The double-vinyl Pop was the last U2 album I bought, and this double-vinyl album is the last R.E.M. album I ever bought. I always got R.E.M. albums on vinyl rather than CD, as they never felt like a CD band.
It was the single E-Bow the Letter that led me to buy this. I remember thinking that was great, and I still like it. The rest of the album is kind of patchy. In 1999 I recorded my favourite tracks onto mini-disc along with other R.E.M. favourites, and I really used to enjoy carrying that around in my head.

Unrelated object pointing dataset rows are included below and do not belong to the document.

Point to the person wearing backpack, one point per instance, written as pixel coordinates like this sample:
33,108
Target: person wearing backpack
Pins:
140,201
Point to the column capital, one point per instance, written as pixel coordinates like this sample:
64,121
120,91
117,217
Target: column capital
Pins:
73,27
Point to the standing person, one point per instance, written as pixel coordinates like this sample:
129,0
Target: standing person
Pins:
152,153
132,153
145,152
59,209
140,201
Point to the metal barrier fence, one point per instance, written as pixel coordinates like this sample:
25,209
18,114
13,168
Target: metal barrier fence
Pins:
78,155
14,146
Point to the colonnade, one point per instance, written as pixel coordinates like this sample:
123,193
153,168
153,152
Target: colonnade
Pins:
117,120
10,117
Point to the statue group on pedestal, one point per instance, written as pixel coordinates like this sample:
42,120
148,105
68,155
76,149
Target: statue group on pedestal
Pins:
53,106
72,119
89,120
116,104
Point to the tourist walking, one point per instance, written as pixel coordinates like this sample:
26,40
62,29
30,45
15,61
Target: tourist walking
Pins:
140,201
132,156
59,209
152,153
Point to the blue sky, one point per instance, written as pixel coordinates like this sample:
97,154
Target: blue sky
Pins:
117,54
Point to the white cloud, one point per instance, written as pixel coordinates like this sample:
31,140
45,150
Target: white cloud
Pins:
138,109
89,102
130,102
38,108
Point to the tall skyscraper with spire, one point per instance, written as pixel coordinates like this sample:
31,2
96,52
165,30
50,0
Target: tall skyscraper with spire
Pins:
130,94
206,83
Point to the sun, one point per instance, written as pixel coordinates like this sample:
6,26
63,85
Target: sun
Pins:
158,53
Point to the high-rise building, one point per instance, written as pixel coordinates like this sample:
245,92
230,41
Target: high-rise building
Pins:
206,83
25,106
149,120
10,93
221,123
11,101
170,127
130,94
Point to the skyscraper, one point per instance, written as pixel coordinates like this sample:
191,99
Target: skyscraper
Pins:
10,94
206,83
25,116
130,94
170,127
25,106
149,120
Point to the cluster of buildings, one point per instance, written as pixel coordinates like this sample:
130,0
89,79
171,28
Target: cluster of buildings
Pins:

In fact, I just dug out that mini-disc, and here's the playlist, which includes half of the fourteen songs on New Adventures in Hi-Fi:
Voice of Harold
You are the Everything
Everybody Hurts
Drive
E-Bow the Letter
How the West Was Won and Where it Got Us
The Wrong Child
The Wake-up Bomb
New Test Leper
Be Mine
World Leader Pretend
Half a World Away
King of Birds
Bittersweet Me
Pop Song '89
Untitled
Electrolite
There was a moment in the early 1990s when I remember thinking that two of the biggest rock bands in the world — U2 and R.E.M. — were making some of the most interesting music. That doesn't happen often, and it couldn't last. By the time this album came out, the guard had changed. The only interesting rock was on the margins, like Pere Ubu, and Oasis defined the mainstream.